Il revient en détail sur l’arrêté, devenu obsolète, 89-03 portant réglementation des vélos-taxis au Sénégal du 29 octobre 2012 qui était pris par le ministre Mor Ngom
A force d’écouter Mamadou Ndiaye, par ailleurs Président des Jakartamen de Thiès, on se rend compte qu’il maîtrise comme sa poche le secteur des Jakarta. Rappelant dans la foulée l’arrêté de l’ancien Mor Ngom, il y a 13 ans, portant réglementation des vélos-taxis, Mamadou Ndiaye dira : « L’arrêté qui organise notre secteur reste le 89-03 portant réglementation des vélos-taxis au Sénégal du 29 octobre 2012 qui était pris par le ministre Mor Ngom. L’arrêté dit que le conducteur de vélos taxis ou motos jakarta doit être exclusivement de nationalité sénégalaise et doit être âgé de 18 ans au moins. Mais on doit admettre que le secteur est assailli par des étrangers. Ils utilisent les tricycles pour la plupart. L’arrêté dit également qu’un vélo taxi ne doit pas transporter plus de 2 personnes (le conducteur et le passager). Mais qu’est-ce que nous constatons avec certains Jakartamen. Pourtant l’arrêté dit aussi que le passager ne doit pas se mettre devant le conducteur ni s’asseoir en amazone (s’asseoir de côté). Aussi, le port du casque est obligatoire au moins pour le conducteur du vélo taxi. Mais beaucoup ne respectent pas cette mesure. »

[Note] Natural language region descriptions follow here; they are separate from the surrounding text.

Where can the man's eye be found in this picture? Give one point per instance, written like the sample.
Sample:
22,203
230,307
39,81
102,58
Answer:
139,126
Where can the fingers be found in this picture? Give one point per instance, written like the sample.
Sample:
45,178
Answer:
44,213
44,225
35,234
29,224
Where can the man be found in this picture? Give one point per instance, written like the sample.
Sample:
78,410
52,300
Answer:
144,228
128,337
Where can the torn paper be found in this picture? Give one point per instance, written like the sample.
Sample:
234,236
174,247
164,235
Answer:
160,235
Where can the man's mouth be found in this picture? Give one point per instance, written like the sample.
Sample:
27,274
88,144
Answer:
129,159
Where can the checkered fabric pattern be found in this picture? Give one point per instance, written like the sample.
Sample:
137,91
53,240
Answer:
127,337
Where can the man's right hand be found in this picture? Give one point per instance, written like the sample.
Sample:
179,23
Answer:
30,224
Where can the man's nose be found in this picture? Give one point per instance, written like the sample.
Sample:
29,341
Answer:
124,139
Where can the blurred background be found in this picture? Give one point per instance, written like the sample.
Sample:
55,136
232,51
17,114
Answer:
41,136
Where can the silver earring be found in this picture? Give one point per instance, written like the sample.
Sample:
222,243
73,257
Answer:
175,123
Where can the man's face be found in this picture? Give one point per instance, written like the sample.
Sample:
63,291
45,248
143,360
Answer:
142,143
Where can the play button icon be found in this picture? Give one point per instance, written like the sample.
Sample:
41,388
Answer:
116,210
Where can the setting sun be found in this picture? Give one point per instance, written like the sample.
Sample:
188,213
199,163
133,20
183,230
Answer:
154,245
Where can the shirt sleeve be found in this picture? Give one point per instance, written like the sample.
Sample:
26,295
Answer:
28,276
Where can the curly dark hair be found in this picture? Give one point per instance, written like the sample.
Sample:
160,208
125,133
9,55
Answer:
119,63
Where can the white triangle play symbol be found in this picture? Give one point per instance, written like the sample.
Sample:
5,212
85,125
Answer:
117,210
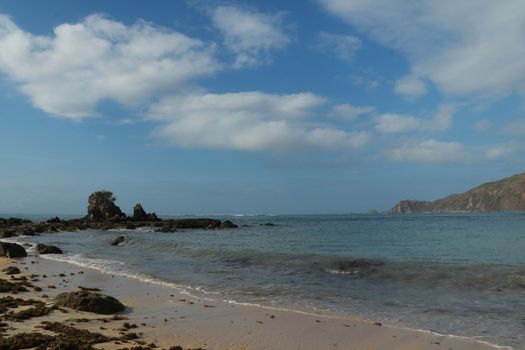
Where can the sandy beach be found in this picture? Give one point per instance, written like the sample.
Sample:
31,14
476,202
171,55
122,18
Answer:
163,317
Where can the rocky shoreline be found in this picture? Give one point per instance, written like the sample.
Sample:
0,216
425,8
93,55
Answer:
103,214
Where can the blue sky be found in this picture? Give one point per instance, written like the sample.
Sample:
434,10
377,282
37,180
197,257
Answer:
278,107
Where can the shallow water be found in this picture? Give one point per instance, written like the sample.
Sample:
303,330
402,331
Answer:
461,274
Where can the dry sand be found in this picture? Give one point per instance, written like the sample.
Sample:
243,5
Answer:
168,317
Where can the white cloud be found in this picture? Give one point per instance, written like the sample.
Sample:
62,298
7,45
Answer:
69,73
429,152
464,47
515,127
503,150
249,121
482,124
251,36
343,46
410,87
349,112
394,123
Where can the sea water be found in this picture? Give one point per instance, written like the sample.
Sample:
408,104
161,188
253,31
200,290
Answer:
460,274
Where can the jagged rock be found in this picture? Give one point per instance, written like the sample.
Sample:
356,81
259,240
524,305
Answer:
12,250
102,207
228,224
504,195
47,249
55,220
11,270
140,214
354,267
117,240
90,302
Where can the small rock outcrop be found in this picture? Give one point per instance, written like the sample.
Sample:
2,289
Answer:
117,240
228,224
139,214
90,302
47,249
12,250
11,270
102,207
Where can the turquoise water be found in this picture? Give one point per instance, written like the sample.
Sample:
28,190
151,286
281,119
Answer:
461,274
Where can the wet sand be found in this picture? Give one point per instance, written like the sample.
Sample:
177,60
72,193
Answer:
167,317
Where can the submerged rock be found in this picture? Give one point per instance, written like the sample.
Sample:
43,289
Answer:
48,249
12,250
354,267
89,301
11,270
228,224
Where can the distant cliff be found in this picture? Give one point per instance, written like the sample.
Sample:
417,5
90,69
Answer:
503,195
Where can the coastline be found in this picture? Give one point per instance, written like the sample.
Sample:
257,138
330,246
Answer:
167,316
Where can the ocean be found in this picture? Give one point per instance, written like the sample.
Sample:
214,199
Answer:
460,274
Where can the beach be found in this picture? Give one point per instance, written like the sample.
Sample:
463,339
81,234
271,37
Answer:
166,317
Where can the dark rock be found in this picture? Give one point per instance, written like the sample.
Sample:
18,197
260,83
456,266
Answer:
47,249
11,270
139,214
354,267
228,224
102,207
503,195
117,240
88,301
55,220
12,250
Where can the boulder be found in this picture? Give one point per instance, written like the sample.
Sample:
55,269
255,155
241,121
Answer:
11,270
102,207
47,249
90,302
139,214
12,250
228,224
117,240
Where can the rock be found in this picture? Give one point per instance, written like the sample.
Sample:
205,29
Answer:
102,207
11,270
48,249
90,302
354,267
139,214
55,220
503,195
117,240
12,250
228,224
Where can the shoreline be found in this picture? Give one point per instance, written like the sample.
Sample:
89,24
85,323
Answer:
173,317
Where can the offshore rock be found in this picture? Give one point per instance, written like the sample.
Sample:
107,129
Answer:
139,214
48,249
12,250
504,195
102,207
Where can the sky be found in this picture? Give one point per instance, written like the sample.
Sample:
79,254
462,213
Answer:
257,107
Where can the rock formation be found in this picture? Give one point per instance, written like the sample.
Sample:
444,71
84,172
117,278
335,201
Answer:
504,195
90,302
101,207
139,214
12,250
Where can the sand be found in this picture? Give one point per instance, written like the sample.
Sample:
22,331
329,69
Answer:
166,317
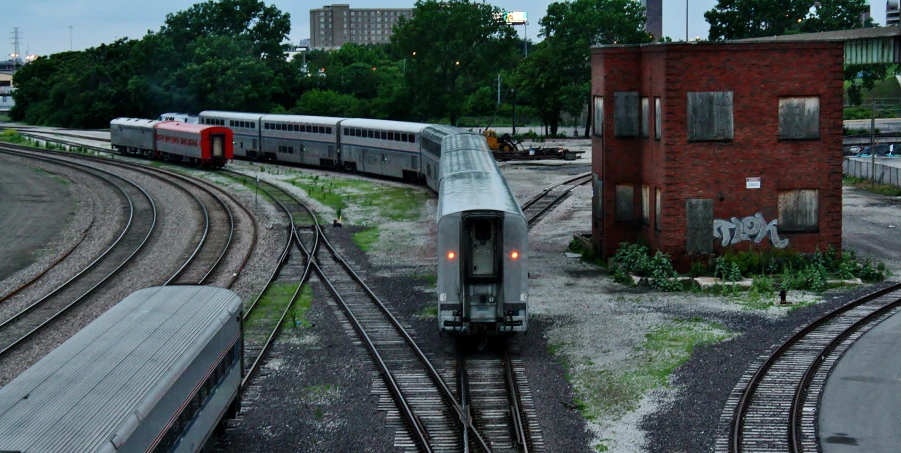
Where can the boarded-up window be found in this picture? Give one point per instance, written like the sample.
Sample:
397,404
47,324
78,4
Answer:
710,115
599,116
658,119
625,203
799,210
799,118
645,112
657,211
699,231
645,204
625,114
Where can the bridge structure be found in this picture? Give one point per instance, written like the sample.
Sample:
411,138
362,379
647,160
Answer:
862,45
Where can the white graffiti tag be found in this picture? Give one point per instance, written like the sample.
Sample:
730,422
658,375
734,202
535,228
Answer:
742,230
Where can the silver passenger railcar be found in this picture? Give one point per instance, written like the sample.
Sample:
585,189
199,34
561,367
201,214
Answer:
245,130
483,244
134,136
299,139
382,147
158,372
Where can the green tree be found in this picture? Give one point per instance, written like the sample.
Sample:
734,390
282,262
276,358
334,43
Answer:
450,49
557,75
737,19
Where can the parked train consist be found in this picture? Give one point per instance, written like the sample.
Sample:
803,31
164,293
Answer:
482,233
175,141
158,372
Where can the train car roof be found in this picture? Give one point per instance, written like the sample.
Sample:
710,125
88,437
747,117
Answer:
194,128
230,115
93,386
141,122
456,160
307,119
387,125
475,191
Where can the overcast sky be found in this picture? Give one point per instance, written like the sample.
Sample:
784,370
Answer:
44,25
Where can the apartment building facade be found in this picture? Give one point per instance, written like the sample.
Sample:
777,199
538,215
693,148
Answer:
334,25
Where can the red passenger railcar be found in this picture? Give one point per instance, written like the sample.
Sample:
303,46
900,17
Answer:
205,145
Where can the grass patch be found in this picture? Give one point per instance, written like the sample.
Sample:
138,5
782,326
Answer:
365,239
612,393
11,136
393,203
296,319
430,311
872,186
270,306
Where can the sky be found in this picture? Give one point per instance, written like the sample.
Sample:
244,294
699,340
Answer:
50,26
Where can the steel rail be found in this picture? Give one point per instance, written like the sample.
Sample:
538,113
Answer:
519,431
445,391
745,400
151,228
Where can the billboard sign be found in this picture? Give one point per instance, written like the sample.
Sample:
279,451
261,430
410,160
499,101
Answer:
516,17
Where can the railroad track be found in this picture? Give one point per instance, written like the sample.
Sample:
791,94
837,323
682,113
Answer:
292,270
212,246
142,217
490,383
775,408
538,206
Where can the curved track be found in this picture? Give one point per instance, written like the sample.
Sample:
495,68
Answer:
536,207
202,263
775,408
18,328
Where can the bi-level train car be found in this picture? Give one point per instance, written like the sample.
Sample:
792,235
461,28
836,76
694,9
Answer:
207,146
482,243
482,238
158,372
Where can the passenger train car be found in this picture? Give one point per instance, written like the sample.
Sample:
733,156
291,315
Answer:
158,372
207,146
482,243
483,287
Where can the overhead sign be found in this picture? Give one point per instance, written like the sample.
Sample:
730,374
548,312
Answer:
516,17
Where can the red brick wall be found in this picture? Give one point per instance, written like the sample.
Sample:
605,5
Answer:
758,74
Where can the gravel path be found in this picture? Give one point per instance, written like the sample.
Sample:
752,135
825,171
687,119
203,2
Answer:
315,395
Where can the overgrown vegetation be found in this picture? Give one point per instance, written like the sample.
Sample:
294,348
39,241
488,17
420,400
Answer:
872,186
606,393
770,269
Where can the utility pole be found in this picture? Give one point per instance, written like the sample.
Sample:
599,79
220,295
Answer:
873,139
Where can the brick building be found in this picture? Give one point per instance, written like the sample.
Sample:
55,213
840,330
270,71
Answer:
707,146
334,25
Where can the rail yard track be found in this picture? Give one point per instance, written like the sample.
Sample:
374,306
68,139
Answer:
775,407
493,393
538,206
142,218
204,261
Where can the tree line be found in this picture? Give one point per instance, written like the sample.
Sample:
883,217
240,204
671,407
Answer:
440,65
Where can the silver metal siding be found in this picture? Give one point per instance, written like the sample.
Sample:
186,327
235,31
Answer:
80,393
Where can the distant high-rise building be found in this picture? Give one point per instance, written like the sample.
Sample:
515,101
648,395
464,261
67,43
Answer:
892,12
334,25
654,25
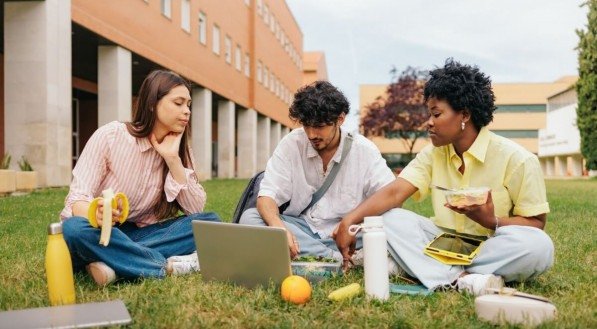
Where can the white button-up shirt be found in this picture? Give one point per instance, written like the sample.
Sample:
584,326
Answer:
295,172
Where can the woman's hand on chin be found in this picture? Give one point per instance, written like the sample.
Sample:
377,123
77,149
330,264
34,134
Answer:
169,146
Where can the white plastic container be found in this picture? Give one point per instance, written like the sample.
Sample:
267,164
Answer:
513,307
377,284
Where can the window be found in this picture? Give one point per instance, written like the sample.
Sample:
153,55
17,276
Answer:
266,15
237,58
216,40
247,65
185,15
202,28
259,7
228,49
166,8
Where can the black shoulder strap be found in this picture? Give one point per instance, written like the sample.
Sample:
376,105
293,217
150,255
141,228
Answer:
333,172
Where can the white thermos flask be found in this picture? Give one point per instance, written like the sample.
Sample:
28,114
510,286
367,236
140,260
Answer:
377,283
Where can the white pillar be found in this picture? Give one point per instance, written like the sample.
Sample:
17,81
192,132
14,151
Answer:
576,165
114,84
560,166
37,87
201,122
263,140
247,143
274,136
543,163
226,121
549,166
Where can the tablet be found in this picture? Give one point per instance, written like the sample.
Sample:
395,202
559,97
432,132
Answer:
453,249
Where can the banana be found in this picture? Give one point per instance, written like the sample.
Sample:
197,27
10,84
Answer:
108,194
349,291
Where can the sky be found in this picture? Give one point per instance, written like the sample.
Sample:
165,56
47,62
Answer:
510,40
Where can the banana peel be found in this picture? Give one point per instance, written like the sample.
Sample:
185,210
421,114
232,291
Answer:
346,292
108,194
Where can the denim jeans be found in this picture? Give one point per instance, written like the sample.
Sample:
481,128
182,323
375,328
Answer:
133,252
517,253
310,244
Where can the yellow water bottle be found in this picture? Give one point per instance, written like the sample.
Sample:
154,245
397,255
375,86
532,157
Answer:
59,268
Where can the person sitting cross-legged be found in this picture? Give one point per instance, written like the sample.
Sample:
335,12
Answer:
464,153
150,161
302,162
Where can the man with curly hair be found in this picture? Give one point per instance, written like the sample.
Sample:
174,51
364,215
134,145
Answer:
464,153
300,164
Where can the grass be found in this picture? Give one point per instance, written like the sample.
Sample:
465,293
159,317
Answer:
180,302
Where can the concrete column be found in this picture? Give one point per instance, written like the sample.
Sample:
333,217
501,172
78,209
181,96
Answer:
549,166
575,165
37,87
226,157
247,143
285,131
201,122
543,163
263,140
114,84
560,166
274,136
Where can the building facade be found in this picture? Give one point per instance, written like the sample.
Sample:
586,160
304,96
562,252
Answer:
70,66
521,113
559,142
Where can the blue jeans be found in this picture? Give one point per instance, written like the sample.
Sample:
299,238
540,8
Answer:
133,252
517,253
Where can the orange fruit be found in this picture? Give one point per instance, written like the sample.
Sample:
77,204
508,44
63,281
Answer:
296,289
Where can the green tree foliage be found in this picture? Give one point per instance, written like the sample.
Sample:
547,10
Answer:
402,113
586,87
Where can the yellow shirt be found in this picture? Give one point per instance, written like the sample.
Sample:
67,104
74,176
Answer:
511,172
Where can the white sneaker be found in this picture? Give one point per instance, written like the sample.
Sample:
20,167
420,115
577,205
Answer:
477,284
179,265
101,273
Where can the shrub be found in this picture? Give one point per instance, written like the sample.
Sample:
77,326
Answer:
24,164
5,161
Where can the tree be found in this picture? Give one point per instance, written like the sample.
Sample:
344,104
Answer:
586,87
402,113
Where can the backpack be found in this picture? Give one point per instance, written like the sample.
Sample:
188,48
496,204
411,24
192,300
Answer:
248,199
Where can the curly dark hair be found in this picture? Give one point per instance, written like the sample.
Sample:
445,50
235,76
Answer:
319,103
464,87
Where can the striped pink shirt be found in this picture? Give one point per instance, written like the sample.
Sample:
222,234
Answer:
113,158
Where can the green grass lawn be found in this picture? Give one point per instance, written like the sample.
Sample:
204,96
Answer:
186,301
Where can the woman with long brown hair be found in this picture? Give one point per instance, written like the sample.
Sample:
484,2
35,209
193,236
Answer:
150,161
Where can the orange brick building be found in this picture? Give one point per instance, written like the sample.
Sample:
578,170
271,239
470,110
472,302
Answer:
70,66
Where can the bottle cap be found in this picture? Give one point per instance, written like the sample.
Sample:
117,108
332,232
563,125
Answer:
55,228
373,222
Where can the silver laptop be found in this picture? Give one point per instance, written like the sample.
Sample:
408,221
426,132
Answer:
242,254
68,316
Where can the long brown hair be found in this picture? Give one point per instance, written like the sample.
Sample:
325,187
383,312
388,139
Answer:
155,86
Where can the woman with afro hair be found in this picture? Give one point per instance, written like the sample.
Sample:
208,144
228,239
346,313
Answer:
464,153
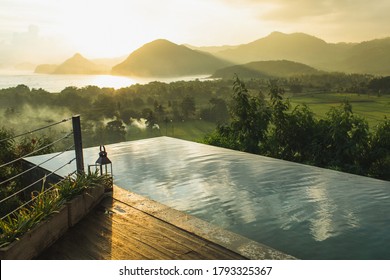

« L’arrêté dit que le conducteur de vélos taxis ou motos jakarta doit être exclusivement de nationalité sénégalaise et doit être âgé de 18 ans au moins »
Autant pour la circulation interurbaine qui est formellement interdite pour les motos-taxis, selon Mamadou Ndiaye. Il poursuit : « Nous n’avons pas le droit de travailler au-delà de 20 heures et jusqu’à 6h du matin. La sonorisation est interdite si le vélo taxi est dans la circulation ; les Maires de commune devaient veiller, selon le même arrêté, à ce que les vélos taxis soient munis de plaques d’identification numérotées en série, différente de la plaque délivrée par le Service des Transports Terrestres. Les lieux de stationnement devaient être identifiés et aménagés par les collectivités locales. Tandis que les conducteurs de vélos taxis s’acquitteront, chaque mois, du paiement de la taxe fixée par délibération du Conseil municipal du ressort. »
« L’arrêté est un fourretout. Et rien que sur le permis de conduire, on peut l’attaquer »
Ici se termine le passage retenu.